It's a trade-off many developers are unwilling to make. For the last three years Onsi Fakhouri has been an engineering manager with Pivotal, an agile software consultancy built around the concept of paired programming. Employees, known internally as "Pivots," collaborate on code in constantly rotating pairs; aside from occasional breaks for ping-pong -- the firm has two tables in its programming bullpen and they're rarely idle -- the Pivots work intensely from 9 to 6, then call it a day.
Ping-pong break at Pivotal Labs in San Francisco
A soft-spoken and intense man in his early 30s, Fakhouri says the perks offered by other valley firms are an unwelcome distraction for both him and his younger colleagues.
"These companies value an environment where you screw around and stay there all the time," he says. "At Pivotal, we value productivity. I don't want to work in a place where they say, 'Here's your array of Xbox 360s with detachable water guns.' I'd much rather be in a place where I can work a solid eight hours and go home."
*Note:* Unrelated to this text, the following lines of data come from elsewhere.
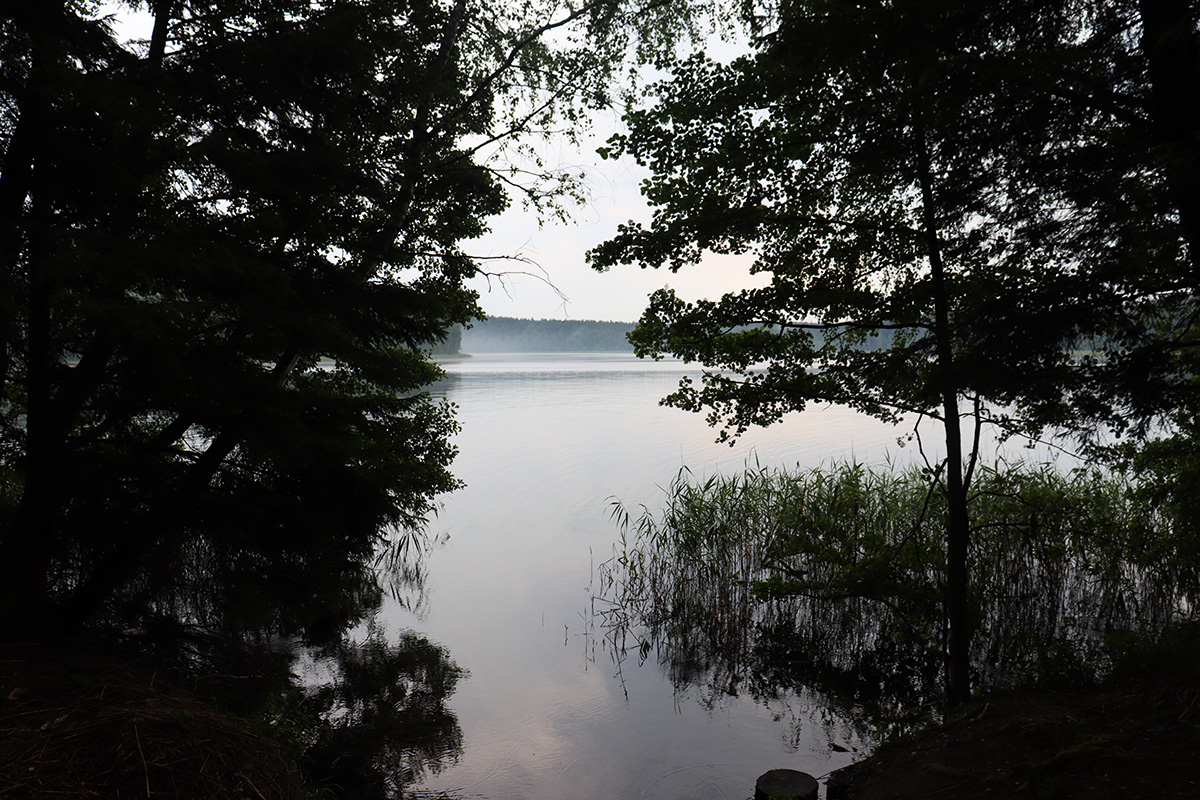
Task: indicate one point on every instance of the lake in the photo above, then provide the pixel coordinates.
(547, 441)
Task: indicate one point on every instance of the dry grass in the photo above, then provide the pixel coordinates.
(77, 725)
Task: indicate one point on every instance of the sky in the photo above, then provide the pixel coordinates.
(553, 281)
(561, 284)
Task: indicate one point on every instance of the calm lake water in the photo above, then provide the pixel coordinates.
(547, 441)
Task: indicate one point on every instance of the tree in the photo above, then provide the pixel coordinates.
(225, 253)
(951, 173)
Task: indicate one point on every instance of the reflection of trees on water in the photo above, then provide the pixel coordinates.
(831, 583)
(378, 721)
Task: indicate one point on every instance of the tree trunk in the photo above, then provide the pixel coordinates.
(958, 665)
(27, 546)
(1170, 46)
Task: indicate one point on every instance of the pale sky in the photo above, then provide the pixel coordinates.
(561, 284)
(559, 250)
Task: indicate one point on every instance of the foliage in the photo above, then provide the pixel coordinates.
(225, 253)
(833, 578)
(996, 184)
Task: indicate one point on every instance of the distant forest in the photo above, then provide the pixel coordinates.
(513, 335)
(510, 335)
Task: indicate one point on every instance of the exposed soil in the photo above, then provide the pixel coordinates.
(81, 726)
(78, 725)
(1143, 743)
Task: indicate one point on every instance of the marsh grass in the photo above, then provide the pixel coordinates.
(833, 578)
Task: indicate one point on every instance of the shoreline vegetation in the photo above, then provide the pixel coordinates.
(829, 579)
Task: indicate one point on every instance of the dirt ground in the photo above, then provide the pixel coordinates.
(76, 726)
(1143, 743)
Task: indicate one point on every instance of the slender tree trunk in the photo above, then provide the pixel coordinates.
(1171, 47)
(27, 547)
(958, 668)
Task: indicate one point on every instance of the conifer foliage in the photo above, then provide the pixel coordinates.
(226, 251)
(997, 184)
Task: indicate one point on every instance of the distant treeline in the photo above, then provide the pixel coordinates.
(510, 335)
(513, 335)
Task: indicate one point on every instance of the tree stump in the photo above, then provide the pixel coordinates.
(785, 785)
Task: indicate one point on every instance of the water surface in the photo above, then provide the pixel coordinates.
(547, 441)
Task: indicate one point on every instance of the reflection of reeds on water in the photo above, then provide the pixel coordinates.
(833, 579)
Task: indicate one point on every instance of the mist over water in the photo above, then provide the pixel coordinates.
(547, 441)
The pitch: Steer your career
With floor-to-ceiling windows offering an expansive view of the Bay Bridge, chic furnishings, and copious amounts of open space, New Relic's San Francisco offices are not exactly Spartan. What you won't find there, though, are a gourmet chef, Nerf guns, or a climbing wall (though the office does have an espresso machine with a full-time barista).
That's deliberate, says Bjorn Freeman-Benson, VP of engineering for the firm, which provides cloud-based real-time application monitoring. White-haired and avuncular, Freeman-Benson is more old-school engineer than modern code cowboy, even if his LinkedIn profile lists his title as "software psychologist."
Bjorn Freeman-Benson, vice president of engineering, New Relic
"Our philosophy is to create an environment where you can do your best work, but at the end of the day you go home to spend time with your friends and family," he says. "As a consequence we don't put a lot of playthings in our office. We spend our budget making our work areas as productive as we can, and on excellent health care, but we don't have Foosball tables."
(Though he hastens to add, "I am a really good Foosball player.")
The bulk of New Relic's 150-odd software engineers work in the firm's Portland, Ore., office, where Freeman-Benson says the primary perk is plenty of parking for employees' bikes. So how does New Relic compete with the Googles and Facebooks of the world for talent?
"It's a buyer's market out there, so you need to have a compelling story," he says. "We actually have two. The pitch we make for engineers in San Francisco, where we do our internal business enablement tools, is, 'Are you the sort of person who maybe should have gotten an MBA instead of a computer science degree? If so, come here and we'll pay you to write code and learn all that business stuff at the same time.' In Portland where we build our core product, it's, 'Do you like working on user interfaces, hacking on compilers, and fiddling with pointers? Then have we got a job for you.' For a certain set of people, that's a very attractive pitch."
The subtext of New Relic's hiring strategy is clear: Whether they're inclined toward business or hungry to delve deeper into the bits, talented developers now have an unprecedented ability to control their own destinies.